Bouquet on the right was given out of nowhere. I didn’t remember asking for it. It was my birthday. Oh, not really, it was 5 days after my birthday. I was ironing his shirt and he suddenly came through that door and said, “Happy Birthday!” Then his hand came from behind his back, giving me that (used to be) beautiful bouquet. It is still beautiful to me, the moment that bouquet was given is the thing that makes it beautiful. Later, he sat me in front of him, opening a tiny box. Inside was a silver necklace with “A” pendant on it. He put it around my neck and I was overwhelming. Because the necklace was so beautiful and I never expected that kind of gift and that way of him treating me. Wonder why I didn’t put that picture of necklace here? I’ve lost it. Most beautiful thing I ever had, and I’ve lost it. Awesome.

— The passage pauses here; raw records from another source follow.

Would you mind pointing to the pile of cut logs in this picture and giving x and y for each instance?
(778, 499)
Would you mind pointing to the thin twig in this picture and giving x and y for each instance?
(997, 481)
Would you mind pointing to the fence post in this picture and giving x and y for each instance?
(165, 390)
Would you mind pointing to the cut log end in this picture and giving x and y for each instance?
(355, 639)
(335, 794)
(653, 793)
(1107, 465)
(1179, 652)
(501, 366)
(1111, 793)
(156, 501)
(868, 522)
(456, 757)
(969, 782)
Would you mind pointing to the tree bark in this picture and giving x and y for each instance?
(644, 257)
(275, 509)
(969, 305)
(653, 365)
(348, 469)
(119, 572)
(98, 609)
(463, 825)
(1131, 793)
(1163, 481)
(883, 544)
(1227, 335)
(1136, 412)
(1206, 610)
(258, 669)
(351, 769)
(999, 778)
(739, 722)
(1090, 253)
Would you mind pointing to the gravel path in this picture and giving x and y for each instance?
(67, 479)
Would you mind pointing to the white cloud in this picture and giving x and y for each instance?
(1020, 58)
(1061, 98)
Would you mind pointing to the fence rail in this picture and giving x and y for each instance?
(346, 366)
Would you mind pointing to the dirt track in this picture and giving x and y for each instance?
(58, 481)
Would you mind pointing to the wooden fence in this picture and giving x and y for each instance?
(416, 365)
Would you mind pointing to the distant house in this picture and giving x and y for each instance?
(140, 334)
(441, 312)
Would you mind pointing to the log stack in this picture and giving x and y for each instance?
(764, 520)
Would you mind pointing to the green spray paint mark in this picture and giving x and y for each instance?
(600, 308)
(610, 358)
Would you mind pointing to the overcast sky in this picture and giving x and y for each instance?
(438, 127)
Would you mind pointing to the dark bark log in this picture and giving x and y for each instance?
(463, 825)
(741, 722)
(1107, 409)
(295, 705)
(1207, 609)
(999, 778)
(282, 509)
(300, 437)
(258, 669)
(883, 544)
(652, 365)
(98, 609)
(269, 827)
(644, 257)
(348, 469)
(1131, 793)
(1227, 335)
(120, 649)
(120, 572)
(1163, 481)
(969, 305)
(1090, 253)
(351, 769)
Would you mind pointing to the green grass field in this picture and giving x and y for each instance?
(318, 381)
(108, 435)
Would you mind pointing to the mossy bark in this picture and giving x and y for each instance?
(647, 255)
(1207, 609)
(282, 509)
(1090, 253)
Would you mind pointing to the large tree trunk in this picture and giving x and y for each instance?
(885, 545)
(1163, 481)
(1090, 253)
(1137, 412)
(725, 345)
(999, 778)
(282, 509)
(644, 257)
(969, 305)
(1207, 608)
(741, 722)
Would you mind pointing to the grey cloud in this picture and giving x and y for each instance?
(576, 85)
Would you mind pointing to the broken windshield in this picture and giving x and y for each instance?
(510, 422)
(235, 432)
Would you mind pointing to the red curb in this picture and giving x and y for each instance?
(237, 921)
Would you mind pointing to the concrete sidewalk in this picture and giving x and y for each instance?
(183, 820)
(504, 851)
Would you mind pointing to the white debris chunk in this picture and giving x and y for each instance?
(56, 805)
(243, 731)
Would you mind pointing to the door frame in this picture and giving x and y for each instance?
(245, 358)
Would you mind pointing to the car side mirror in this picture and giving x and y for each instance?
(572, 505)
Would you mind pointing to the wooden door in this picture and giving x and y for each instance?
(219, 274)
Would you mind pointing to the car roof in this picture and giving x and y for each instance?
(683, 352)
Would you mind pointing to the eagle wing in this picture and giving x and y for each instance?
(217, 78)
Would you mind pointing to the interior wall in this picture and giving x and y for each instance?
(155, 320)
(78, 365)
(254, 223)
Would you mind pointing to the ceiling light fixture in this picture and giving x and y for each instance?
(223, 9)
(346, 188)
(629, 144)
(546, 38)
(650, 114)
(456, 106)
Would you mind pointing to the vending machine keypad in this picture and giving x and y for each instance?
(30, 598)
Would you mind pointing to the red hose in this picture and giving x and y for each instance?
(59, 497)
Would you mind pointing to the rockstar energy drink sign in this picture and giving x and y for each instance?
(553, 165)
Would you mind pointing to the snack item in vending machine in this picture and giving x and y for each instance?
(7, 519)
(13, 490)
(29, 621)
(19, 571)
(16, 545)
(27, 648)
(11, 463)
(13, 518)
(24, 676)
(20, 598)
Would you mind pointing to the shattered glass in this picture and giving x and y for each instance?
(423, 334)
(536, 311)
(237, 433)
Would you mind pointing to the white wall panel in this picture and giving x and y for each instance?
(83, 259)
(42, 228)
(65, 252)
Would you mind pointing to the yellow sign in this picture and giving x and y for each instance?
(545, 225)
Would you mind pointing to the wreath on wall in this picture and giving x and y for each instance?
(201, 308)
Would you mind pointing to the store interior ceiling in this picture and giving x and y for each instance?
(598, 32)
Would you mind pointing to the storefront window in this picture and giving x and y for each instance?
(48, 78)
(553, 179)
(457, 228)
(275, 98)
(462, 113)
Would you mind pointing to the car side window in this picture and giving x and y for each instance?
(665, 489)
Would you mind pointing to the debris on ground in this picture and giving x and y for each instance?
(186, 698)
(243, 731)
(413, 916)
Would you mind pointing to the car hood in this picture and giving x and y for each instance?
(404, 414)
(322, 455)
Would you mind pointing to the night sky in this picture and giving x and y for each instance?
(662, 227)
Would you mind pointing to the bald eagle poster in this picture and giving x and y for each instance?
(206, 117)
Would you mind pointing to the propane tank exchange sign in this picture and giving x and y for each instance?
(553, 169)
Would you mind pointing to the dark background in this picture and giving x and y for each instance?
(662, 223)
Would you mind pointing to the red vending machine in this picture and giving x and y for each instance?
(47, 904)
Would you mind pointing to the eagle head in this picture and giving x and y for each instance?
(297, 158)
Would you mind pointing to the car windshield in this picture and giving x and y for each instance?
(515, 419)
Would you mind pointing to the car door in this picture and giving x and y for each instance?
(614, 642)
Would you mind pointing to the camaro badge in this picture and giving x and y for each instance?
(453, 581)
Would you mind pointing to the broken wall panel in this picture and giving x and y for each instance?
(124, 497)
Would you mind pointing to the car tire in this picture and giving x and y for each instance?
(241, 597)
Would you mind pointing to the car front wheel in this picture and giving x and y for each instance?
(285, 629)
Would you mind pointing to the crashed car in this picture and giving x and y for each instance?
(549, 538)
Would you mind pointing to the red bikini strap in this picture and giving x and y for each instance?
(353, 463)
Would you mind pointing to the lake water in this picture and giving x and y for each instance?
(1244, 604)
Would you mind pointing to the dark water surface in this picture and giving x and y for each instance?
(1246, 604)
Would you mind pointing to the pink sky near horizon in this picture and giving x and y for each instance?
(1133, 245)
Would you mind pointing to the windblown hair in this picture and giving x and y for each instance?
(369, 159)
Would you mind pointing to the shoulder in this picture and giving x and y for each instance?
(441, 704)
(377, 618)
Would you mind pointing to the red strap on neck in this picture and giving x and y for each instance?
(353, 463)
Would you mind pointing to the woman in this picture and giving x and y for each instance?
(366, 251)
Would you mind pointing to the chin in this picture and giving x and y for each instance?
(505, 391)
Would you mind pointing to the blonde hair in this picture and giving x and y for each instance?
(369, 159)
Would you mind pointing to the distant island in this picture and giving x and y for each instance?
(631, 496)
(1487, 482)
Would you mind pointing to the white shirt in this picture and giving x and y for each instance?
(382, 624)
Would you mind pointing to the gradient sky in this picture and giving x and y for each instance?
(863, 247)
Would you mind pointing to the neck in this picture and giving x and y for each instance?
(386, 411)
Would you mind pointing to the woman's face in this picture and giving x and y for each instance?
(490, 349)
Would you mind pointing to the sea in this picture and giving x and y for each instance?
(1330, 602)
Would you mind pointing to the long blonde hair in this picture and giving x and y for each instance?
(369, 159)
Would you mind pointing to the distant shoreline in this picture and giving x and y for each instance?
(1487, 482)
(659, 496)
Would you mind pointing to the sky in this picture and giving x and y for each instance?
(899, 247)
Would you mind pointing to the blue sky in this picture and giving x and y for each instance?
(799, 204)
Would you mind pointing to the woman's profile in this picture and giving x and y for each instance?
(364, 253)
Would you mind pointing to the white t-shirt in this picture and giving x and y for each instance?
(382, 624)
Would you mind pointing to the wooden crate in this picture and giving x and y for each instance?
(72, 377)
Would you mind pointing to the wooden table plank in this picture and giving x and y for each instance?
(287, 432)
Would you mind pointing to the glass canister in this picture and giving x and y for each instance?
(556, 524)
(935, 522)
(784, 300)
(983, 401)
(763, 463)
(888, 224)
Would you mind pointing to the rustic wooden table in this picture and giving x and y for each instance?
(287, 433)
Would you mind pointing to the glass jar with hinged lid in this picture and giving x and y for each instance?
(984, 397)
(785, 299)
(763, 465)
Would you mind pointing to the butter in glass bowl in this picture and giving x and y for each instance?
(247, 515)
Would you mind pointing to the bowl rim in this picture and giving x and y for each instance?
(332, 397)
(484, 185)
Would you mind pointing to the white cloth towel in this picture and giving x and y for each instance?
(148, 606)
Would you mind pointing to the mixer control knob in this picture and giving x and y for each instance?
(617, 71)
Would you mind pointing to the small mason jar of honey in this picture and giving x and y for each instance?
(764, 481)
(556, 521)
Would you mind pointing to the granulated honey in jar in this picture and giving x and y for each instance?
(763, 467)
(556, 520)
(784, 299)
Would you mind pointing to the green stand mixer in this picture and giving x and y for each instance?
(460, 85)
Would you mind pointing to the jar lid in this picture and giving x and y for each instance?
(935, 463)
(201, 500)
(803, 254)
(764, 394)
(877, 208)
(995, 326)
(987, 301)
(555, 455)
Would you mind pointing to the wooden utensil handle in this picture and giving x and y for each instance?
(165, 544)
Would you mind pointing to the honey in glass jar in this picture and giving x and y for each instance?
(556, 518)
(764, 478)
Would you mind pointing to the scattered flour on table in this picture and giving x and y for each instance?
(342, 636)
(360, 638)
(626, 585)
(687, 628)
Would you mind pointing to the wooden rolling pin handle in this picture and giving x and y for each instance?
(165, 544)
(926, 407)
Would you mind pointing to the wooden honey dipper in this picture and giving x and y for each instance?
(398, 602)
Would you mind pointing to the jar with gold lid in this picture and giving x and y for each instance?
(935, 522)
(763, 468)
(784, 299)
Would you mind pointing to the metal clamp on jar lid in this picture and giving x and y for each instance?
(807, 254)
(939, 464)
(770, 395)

Bouquet on the left was given not out of nowhere. I’d been whining for that bouquet and he granted it. You may figure then it was not that special because I was given what I had asked for. But, no. It was special. He came to my house, bringing me that bouquet, when we were fighting. I still wonder when he bought that bouquet, was it the night before when we weren’t arguing, or was it the morning, when we were arguing. Either way, the fact that he still brought it eventhough we were fighting is what makes it beautiful.

Those are withered flowers. Doesn’t matter cause the beauty is still there.